The harm? In their zeal, they design experiments without taking into account convergence or long-branch attraction. When things don't meet expectation, they assume the results are erroneous rather than entertaining the concept they are attempting to aggregate distantly related alleles. "Correcting" their results, the research becomes recommendations to physicians.
I've made objections and now have marks against me as a naysayer. I layout my argument and am dismissed with, "it's what everyone else is doing." Well, no. It isn't. Some are doing it and they are doing it on a region that is well behaved in relation to the assumptions. Our region is not. When I explain the problem, I am again dismissed with, "I don't think in evolution."
An alleged "bioinformatician" who doesn't think in evolution. Fuck.
I remember my master advisor telling me not to be concerned with the Evolution v. Creation debate being fought in the public because, "the truth always wins out." For him, that ended the matter. For me, I find myself in a research division where creationism is accepted and it harms the science.
This isn't something I should have to be combating in the workplace. For one, these are supposed to be educated people who understand and employ science, not use religion to dismiss results. We should be doing our job as scientists. Also, educating people about the evidence underlying evolution and why it is important to our work is a good way to be reprimanded by the HR department.

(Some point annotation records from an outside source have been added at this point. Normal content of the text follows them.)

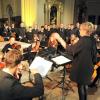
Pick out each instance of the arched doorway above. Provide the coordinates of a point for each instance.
(52, 12)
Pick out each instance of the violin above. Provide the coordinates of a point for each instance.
(16, 46)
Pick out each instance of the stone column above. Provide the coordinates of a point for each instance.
(68, 11)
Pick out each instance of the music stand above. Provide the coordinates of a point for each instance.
(62, 61)
(42, 65)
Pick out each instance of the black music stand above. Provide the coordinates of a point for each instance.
(63, 63)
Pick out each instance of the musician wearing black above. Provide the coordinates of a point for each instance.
(9, 45)
(10, 87)
(82, 64)
(30, 52)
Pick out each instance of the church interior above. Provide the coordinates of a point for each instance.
(28, 26)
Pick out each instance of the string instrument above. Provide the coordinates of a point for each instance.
(53, 43)
(95, 71)
(36, 46)
(16, 46)
(1, 38)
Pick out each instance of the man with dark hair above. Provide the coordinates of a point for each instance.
(11, 88)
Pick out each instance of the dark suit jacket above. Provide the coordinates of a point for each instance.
(11, 89)
(82, 64)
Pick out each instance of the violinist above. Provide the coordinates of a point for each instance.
(9, 45)
(30, 52)
(12, 89)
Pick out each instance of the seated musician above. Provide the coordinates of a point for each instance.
(52, 41)
(30, 52)
(12, 89)
(9, 45)
(2, 64)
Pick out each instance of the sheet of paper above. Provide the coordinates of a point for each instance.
(42, 65)
(60, 60)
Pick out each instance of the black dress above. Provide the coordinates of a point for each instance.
(82, 64)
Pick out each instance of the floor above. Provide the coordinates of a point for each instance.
(54, 92)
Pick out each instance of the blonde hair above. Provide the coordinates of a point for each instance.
(12, 58)
(88, 26)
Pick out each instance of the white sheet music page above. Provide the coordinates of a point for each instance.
(60, 60)
(42, 65)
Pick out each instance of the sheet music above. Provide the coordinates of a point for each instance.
(42, 65)
(60, 60)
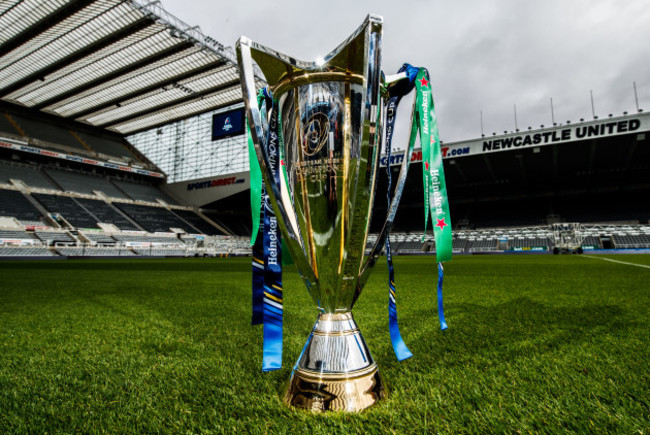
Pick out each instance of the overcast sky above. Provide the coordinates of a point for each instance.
(484, 55)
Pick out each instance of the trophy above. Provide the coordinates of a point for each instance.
(328, 115)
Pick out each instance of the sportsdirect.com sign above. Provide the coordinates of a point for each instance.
(227, 181)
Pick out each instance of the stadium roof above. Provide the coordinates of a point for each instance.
(122, 65)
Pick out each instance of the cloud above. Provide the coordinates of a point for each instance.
(482, 55)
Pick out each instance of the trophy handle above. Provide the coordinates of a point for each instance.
(277, 190)
(371, 260)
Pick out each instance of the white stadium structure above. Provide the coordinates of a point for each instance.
(122, 134)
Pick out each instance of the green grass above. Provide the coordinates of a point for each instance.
(546, 344)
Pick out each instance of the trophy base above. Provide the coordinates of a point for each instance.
(335, 371)
(318, 394)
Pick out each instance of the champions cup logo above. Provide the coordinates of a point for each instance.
(315, 133)
(226, 124)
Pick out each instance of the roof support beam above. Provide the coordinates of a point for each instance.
(159, 108)
(75, 56)
(143, 91)
(125, 70)
(180, 118)
(45, 23)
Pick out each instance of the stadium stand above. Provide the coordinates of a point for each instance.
(11, 235)
(89, 251)
(47, 132)
(147, 239)
(197, 222)
(23, 251)
(154, 219)
(84, 183)
(109, 147)
(13, 203)
(98, 238)
(143, 192)
(28, 174)
(51, 238)
(106, 213)
(158, 252)
(68, 208)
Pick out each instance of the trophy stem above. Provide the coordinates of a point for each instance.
(335, 371)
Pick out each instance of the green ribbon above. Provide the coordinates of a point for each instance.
(255, 185)
(433, 175)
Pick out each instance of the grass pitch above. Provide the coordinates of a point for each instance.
(545, 344)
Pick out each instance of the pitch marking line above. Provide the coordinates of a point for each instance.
(617, 261)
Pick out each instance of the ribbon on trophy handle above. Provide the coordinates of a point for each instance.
(435, 189)
(267, 250)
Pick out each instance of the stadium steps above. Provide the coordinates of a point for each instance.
(42, 210)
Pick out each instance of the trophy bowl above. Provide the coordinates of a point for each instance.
(329, 115)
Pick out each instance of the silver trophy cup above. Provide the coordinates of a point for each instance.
(330, 114)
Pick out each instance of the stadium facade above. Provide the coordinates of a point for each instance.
(121, 134)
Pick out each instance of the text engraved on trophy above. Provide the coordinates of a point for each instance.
(318, 170)
(315, 133)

People accuse scientist of being "strident" when it comes to creationism. I even had a friend in graduate school talking about how we need to find some middle ground. Science should give way to respect the beliefs of others.
Science is a methodology to try to discover the unknown. In my workplace, we're looking more more effective treatment for horrific diseases. Should be sacrifice quality of work because some people are uncomfortable with evolution? Think about that while sitting in the doctor's office.
I'm beginning to think my workplace a lost cause. It just depresses me that an institution that has so much influence over the treatment of certain diseases is rejecting biological understanding.
It's not okay. In the long run, this will harm people. Most frustrating, I've found nothing that I can do about it.